Armed with an electric guitar and a legacy of rock ‘n’ roll, Dina Dove is taking flight.
Dove, whose name is Ruth Buergenthal, is a second-year music history and industry student who will bring together rock music and catchy melodies with her electric guitar in this year’s Spring Sing. Growing up under the influence of high-energy groups like the Grateful Dead and The Clash, as well as the video game Rock Band, she said she was also drawn to Taylor Swift as a songwriter. For Dove, the practice of songwriting allows her to voice her thoughts in a nonconfrontational way.
“Writing songs is like saying everything that I left unsaid and being able to not only get it off of my chest but hopefully be able to say what other people were thinking or wish they had said as well,” Dove said.
More recently, her newfound interest in the music and media of the 1980s has inspired her songs’ emphasis on fun, she said. By mixing ’80s pop and ’90s grunge, Dove said she puts a modernized twist on both genres.
Her idea of spinning familiar music to make it her own also translates to her social media presence, where Dove said she rewrites and posts classic rock songs about women from the woman’s perspective. Dove’s close friend and second-year geology student Gwyneth Stolo said she has witnessed the effort Dove puts into growing her online presence.
“She’s very passionate about her music and putting it out there, and you can really see the work that she puts into advocating (for) herself on social media (and) the programs she uses to make her music” Stolo said. “Her music and her presence has grown at the same time.”
Through her music history and industry courses, Dove said she has really leaned into the marketing side of the music industry, which led her to TikTok. Her curriculum has also driven her to take the virtual stage to her apartment in Nashville, Tennessee, where she is an intern at Blackbird Studio learning about the industry. Dove said she has been immersed in music production methods while working at a location that musicians like Swift have frequented.
But because she is so far away from UCLA, Dove said she entered Spring Sing this year to feel more connected to the school, resulting in new connections and friendships. The process of filming her performance has led to her first video collaboration, which provided more mobility than performing on stage with a guitar and a microphone.
The video will also showcase her original song, titled “Call Me When You Have the Time.” As the track is about the frustration of trying to virtually reach out to friends during quarantine, Dove said the concept of the video focuses on the hobbies one can do instead of waiting around for a call back.
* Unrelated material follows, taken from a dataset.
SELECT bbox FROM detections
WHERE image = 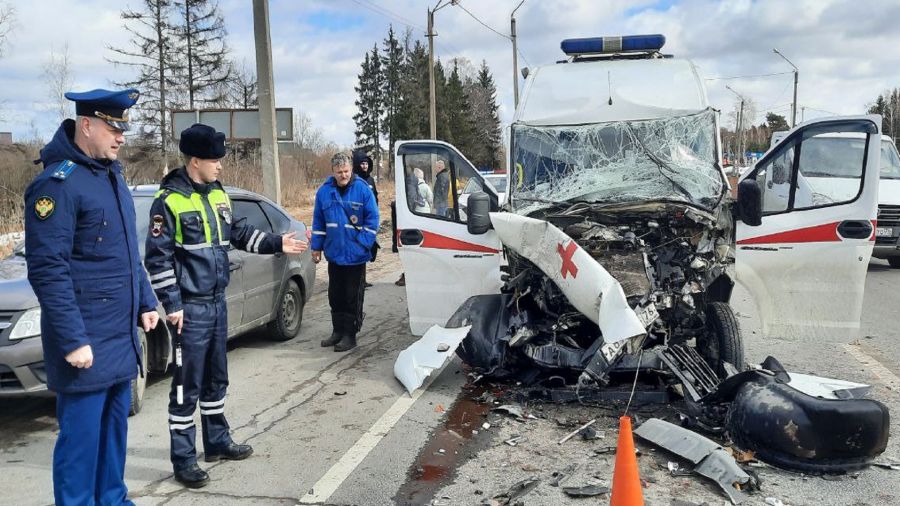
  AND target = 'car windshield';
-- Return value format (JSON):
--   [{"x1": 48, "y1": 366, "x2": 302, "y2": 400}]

She selected the song for this performance because she hopes its content can be relatable and optimistic for the audience.
“I think other people can probably relate to it or feel like they’ve been in the same position before, and so (I am) trying to turn that and make it into something tangible and something positive and a little upbeat, even though the whole situation has been pretty disappointing,” Dove said.
Dove’s ability to interact with others reflects how she is confident in being herself when performing, said her drummer and friend Sam Gleason, a second-year psychology student. Likewise, Stolo said Dove has easily adapted to connecting with audiences in the virtual sphere and can bring that to the upcoming competition.
“She is able to still maintain that interaction with the audience online as well as in person,” Stolo said. “She’s very adaptable and interactive, so I think she’ll get a bigger audience participation and response.”
Moving forward, Dove plans to release three songs in an EP format, which she said will reflect the production skills she learned at her internship. She said she hopes to continue sharing her music with others and become a professional musician and songwriter, fulfilling her childhood dream of being a rock star and following her love for music.
“I feel like no matter what happens in your life, you’re always listening to music and there’s always a song for it,” Dove said. “That’s really why I love (music) so much, is you can always find a song that you can relate with and that you can love or that you can hate, as long as it makes you happy.”